Despite respondent’s statement that he would keep any employment that could be found for him, the social investigation reflected that the probation officer was not impressed by respondent’s desire to work. Rather, the report reflected that respondent associated almost exclusively with known burglars and that he was not particularly concerned about staying out of trouble. Furthermore, while he had a good rapport with his mother, it appeared that she was too permissive. She was aware that respondent had been in trouble before with the law, yet she had obviously been unable to control such behavior on his part. While the stepfather was attempting to discipline respondent, the report concluded that this was ineffective. Indeed, this stricter discipline, as well as the stepfather’s presence in the house, caused a resentment in respondent which apparently spurred on his delinquent behavior. In light of these facts we cannot say that the court erred in ordering commitment. See In re Wilson.

Respondent also complains that the order of commitment was improper because it was based on an adult sentencing standard. The record reflects that in rejecting the recommendations of probation in favor of commitment, the court stated that probation would “deprecate the seriousness of the minor respondent’s misconduct, and would be inconsistent with the ends of justice.” This language appears in section 5— 6 — 1(a)(3) of the Unified Code of Corrections (Ill. Rev. Stat. 1975, ch. 38, par. 1005—6—1(a)(3)) and refers to a standard to be used when a trial court sentences an adult offender to imprisonment as opposed to probation or conditional discharge.1 While no such language appears in the Juvenile Court Act, we cannot conclude that its use in this case constitutes reversible error.

This court recently considered this exact same issue in In re Buchanan (Docket No. 77-947, filed July 18, 1978, First District, Second Division), 62 Ill. App. 3d 463, 379 N.E.2d 122. In Buchanan the court concluded that:

“Although this language may be inappropriate to juvenile proceedings, it is apparent that the trial court did employ the proper standards and carefully considered alternative dispositions. But it decided that commitment was preferred because the respondent was beyond the discipline and control of his mother, and commitment would serve his best interests and the community’s best interests. We find no reversible error has been committed.”

A similar conclusion is appropriate in the instant case. The court clearly concluded that respondent was beyond his parents’ control and that the best interests of all concerned would be served by commitment. These are the only requisites necessary to entering a commitment order. See Ill. Rev. Stat. 1975, ch. 37, par. 705 — 10.

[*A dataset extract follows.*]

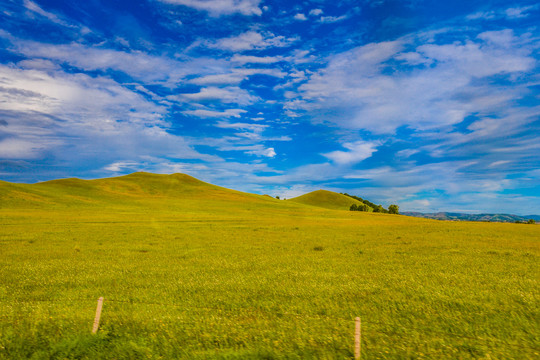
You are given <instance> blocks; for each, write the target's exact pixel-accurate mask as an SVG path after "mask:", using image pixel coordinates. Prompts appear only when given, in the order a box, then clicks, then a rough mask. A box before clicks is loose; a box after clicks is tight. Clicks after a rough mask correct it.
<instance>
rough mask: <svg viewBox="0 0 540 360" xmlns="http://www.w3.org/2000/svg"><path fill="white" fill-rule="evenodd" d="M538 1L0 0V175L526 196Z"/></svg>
mask: <svg viewBox="0 0 540 360" xmlns="http://www.w3.org/2000/svg"><path fill="white" fill-rule="evenodd" d="M539 25H540V5H539V4H538V3H537V2H536V1H511V0H504V1H495V0H493V1H490V0H466V1H462V0H456V1H438V0H429V1H428V0H425V1H423V0H354V1H348V0H340V1H326V0H304V1H291V0H288V1H284V0H283V1H282V0H275V1H273V0H272V1H270V0H146V1H144V0H140V1H132V0H125V1H123V0H106V1H105V0H85V1H72V0H69V1H67V0H65V1H62V0H49V1H41V0H0V179H1V180H4V181H10V182H23V183H35V182H39V181H45V180H51V179H57V178H66V177H79V178H83V179H95V178H102V177H112V176H119V175H124V174H129V173H132V172H135V171H148V172H154V173H167V174H170V173H176V172H181V173H186V174H189V175H192V176H194V177H196V178H199V179H201V180H203V181H206V182H210V183H213V184H216V185H220V186H224V187H228V188H232V189H236V190H241V191H247V192H252V193H258V194H270V195H272V196H275V195H279V196H280V197H282V198H291V197H294V196H298V195H301V194H304V193H307V192H309V191H313V190H317V189H326V190H332V191H336V192H347V193H349V194H352V195H357V196H361V197H364V198H366V199H369V200H370V201H372V202H375V203H378V204H379V203H380V204H383V205H384V206H388V205H389V204H398V205H399V206H400V210H401V211H422V212H435V211H454V212H468V213H479V212H489V213H513V214H519V215H527V214H540V159H539V154H540V71H539V70H540V66H539V65H540V63H539V60H540V31H539V28H538V26H539Z"/></svg>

Furthermore, we note that the sentiments expressed in the complained-of language are not entirely inappropriate to the considerations of juvenile justice. The Act sets forth as part of its purpose to secure such care and guidance “as will serve the moral, emotional, mental, and physical welfare of the minor ° ° (Ill. Rev. Stat. 1975, ch. 37, par. 701 — 2.) Thus, the court, in attempting to insure that respondent was made aware of the seriousness of his antisocial behavior, is in our view attempting to serve the moral welfare of this minor. The welfare of the minor, as well as the best interests of the community, are the “ends of justice” insofar as the Juvenile Court Act is concerned. Thus, while perhaps expressed in somewhat inappropriate language, we conclude that the reasoning underlying the court’s expressed rejection of the probation recommendations was entirely consistent with the Act. We find no error in this regard.

For the foregoing reasons, the order of the circuit court of Cook County is affirmed.

Affirmed.

LORENZ and WILSON, JJ., concur.

This section has recently been amended by Public Act 80-1099, §3, effective Feb. 1,1978, and this language now appears in section 5 — 6—1(a) (2) of the Unified Code of Corrections. Ill. Rev. Stat. 1977 Supp., ch. 38, par. 1005-6-1 (a) (2).